Bassompierre", fuhr Père Joseph fort, "hat in seinem Haus sechs Schatullen mit Briefen, und die Schlüssel zu diesen Schatullen verlassen ihn nie. Das, Monseigneur, ist bezeichnend. Er ist ein gebürtiger Lothringer. Sein Einfluss ist außergewöhnlich. Gewiss, er war nie ehrgeizig und wurde daher nie gefürchtet. Aber jetzt..."
"Aber jetzt!" Der rote Minister richtete sich auf. "Ich verstehe. Wer kann denn nach Regensburg gehen? Wer besitzt den Scharfsinn, die deutschen Fürsten zu täuschen, mit ihnen zu spielen, sie um den Finger zu wickeln?"
"Das muss Eure Eminenz entscheiden, wenn der Vorschlag Ihre Zustimmung findet."
Richelieu warf ihm einen scharfen Blick zu. "Frieden ist ein Gebot?"
"Um jeden Preis, Monseigneur."
"Nun gut. Ihr sollt gehen."
Père Joseph zeigte sich sehr überrascht. "Monseigneur, Sie scherzen! In meinem einfachen Gewand unter Fürsten, Kurfürsten, Botschaftern, illustren Männern aufzutreten? Nein, nein! Ich bin ein zu bescheidener Mensch für eine solche Aufgabe.
Es war bezeichnend für Richelieu, dass er diesen Mann bis zum Ende anhörte, seinen Rat und sein Urteil abwog, seine Feststellungen akzeptierte - und dann seine eigene Autorität und sein eigenes Denken an den Tag legte.

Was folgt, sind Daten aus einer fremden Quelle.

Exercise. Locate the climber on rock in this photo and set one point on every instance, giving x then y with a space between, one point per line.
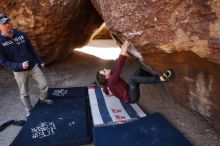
110 80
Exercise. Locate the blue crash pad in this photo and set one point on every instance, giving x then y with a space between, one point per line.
153 130
66 122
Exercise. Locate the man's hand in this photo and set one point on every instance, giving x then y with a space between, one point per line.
42 64
125 47
25 65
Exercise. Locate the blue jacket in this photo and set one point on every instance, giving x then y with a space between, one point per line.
14 51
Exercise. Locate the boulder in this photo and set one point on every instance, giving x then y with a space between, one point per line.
55 27
179 34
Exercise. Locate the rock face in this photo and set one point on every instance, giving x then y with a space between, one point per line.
54 26
179 34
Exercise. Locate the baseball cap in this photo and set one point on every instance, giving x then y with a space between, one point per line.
3 18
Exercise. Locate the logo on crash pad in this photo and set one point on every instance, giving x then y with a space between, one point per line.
60 92
44 129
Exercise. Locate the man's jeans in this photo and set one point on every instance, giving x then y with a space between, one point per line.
140 77
22 81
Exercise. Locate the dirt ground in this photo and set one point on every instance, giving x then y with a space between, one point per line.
80 70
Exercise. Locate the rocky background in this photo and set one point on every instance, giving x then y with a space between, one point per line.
179 34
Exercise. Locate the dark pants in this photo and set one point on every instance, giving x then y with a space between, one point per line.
140 76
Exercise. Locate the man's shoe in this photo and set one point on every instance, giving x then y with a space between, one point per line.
47 101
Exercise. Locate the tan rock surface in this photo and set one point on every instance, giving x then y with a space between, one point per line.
54 26
179 34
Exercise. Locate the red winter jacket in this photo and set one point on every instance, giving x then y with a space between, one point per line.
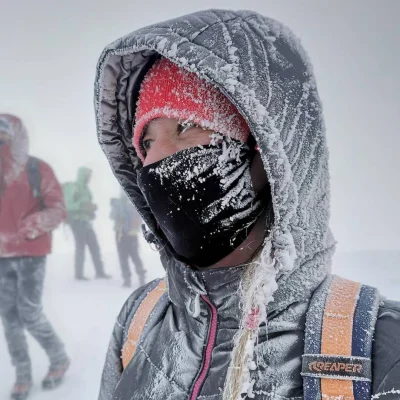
25 229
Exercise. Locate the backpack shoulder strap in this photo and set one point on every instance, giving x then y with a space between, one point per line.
35 179
338 341
139 320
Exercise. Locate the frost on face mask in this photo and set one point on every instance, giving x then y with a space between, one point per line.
203 199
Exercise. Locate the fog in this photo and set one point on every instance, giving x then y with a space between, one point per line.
48 60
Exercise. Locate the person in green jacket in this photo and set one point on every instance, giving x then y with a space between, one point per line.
81 213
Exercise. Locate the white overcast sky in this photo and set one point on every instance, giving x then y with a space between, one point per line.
49 51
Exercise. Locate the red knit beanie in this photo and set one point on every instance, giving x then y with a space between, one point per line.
168 91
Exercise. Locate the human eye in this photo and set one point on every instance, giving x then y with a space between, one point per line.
146 144
185 126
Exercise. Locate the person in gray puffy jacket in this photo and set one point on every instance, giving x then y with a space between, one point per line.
213 125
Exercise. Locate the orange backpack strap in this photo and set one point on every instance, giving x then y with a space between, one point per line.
139 320
338 343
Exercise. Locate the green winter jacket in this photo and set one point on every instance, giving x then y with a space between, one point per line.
78 197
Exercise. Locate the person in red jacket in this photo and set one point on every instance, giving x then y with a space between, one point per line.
28 214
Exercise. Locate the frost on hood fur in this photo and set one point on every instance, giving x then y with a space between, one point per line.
262 68
19 146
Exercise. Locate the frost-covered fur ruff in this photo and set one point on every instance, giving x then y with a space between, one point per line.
19 146
261 67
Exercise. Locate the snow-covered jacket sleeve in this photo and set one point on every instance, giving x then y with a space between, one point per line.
112 370
54 211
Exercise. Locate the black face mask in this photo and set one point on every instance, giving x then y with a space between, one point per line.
203 200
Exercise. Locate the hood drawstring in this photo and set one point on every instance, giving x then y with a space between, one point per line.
197 289
195 312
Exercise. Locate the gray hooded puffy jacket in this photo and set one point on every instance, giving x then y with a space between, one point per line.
264 71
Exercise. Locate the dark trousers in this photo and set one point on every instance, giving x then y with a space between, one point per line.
128 247
84 236
21 289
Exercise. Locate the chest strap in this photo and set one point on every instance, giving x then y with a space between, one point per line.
139 320
338 341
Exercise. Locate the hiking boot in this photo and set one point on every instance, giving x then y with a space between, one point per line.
103 276
55 375
20 391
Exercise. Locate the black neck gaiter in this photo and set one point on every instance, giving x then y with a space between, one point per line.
203 200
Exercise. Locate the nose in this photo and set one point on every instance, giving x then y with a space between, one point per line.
160 149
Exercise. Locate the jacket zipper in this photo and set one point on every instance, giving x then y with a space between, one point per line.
209 348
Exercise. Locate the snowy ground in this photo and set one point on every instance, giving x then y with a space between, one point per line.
83 313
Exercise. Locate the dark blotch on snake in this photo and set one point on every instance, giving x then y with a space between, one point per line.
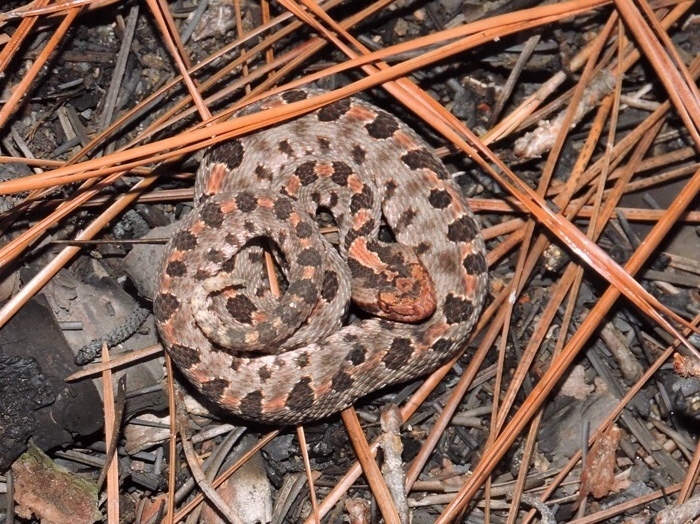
214 255
241 308
305 289
285 147
457 309
383 126
399 353
165 305
264 373
362 200
462 230
302 360
406 218
262 172
310 257
184 241
357 354
212 215
306 173
341 172
439 198
422 247
176 268
304 230
246 201
251 404
331 283
283 208
475 264
358 154
334 111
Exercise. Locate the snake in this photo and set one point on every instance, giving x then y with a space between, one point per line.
409 254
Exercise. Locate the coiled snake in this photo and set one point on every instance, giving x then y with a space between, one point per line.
291 359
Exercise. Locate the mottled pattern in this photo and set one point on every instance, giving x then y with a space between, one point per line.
297 358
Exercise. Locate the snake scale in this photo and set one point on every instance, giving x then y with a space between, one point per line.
297 358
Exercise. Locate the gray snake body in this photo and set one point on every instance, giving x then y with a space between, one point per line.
291 360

Die Enthüllung der Heirat Bassompierres mit der Princesse de Conti hatte ihn aufgeschreckt, beunruhigt, wachgerüttelt. Dass Bassompierre ihr Geliebter gewesen war, dass sie ihm einen Sohn geboren hatte, bedeutete nichts; dass er nun mit dem Haus Guise verbündet war, bedeutete alles. Blitzartig erkannte Richelieu, wie dringend die Gefahr war, die ihn umgab.
Alles andere muss aufgegeben werden; er muss seine Staatskunst beiseite legen und alles daran setzen, der Bedrohung von innen zu begegnen.

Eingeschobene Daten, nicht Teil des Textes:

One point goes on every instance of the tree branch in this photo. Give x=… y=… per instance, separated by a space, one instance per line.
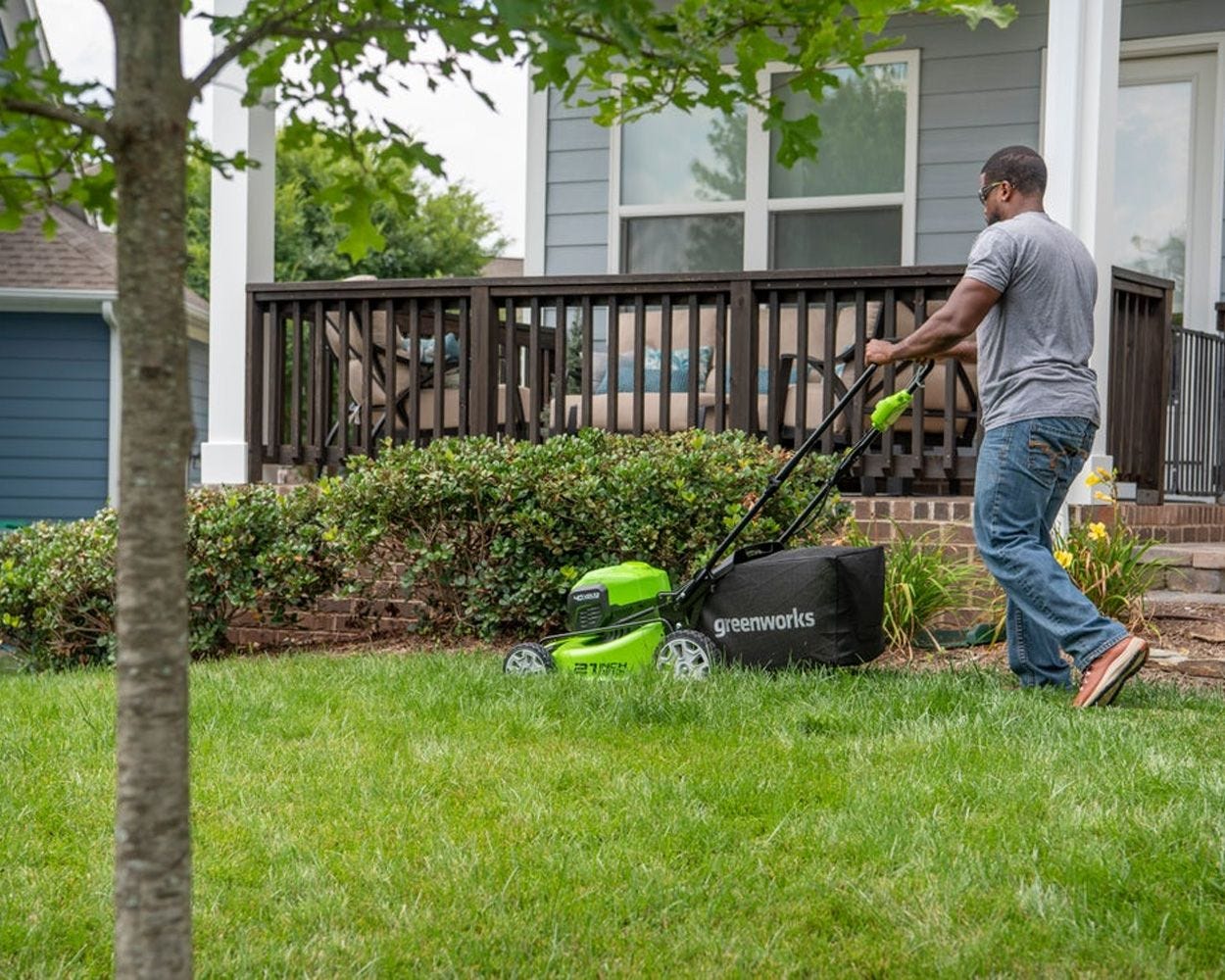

Er wusste nur zu gut, dass der Gesandte in Regensburg ein hervorragender Gaukler sein musste, sonst war alles verloren. Die deutschen Fürsten, die davon träumten, Frankreich zu zermalmen, würden nicht bereitwillig einwilligen; Ludwig XIII. Richelieu konnte die Sache zu Hause regeln - aber der Mann, der sie in Regensburg regelte, musste ein anderer Richelieu im Ausland sein.
"Genug!", rief er aus. "Mein Freund, du gehst nach Ratisbon. Bulart de Léon, jetzt Botschafter in der Schweiz, wird als Gesandter gehen; du wirst mit ihm verbunden sein, und die Arbeit wird in deine Hände gelegt werden. Lass Bulart de Léon unter den Fürsten glänzen - lass den schriftlichen Vertrag aus deiner Feder und deinem Gehirn kommen. Du bist der richtige Mann."
"Wie Eure Exzellenz es wünscht", sagte der Kapuziner demütig.
Seine Augen glühten bei dem Gedanken an die Intrige, die in Regensburg zwischen seinen Händen ablaufen sollte. Dieser Mann, der das Herz und die Gedanken der Menschen um ihn herum lesen konnte, hätte sich nichts Größeres wünschen können, als alle Fürsten Deutschlands hinters Licht führen zu können.
"Und der Vertrag mit Gustavus Adolphus?"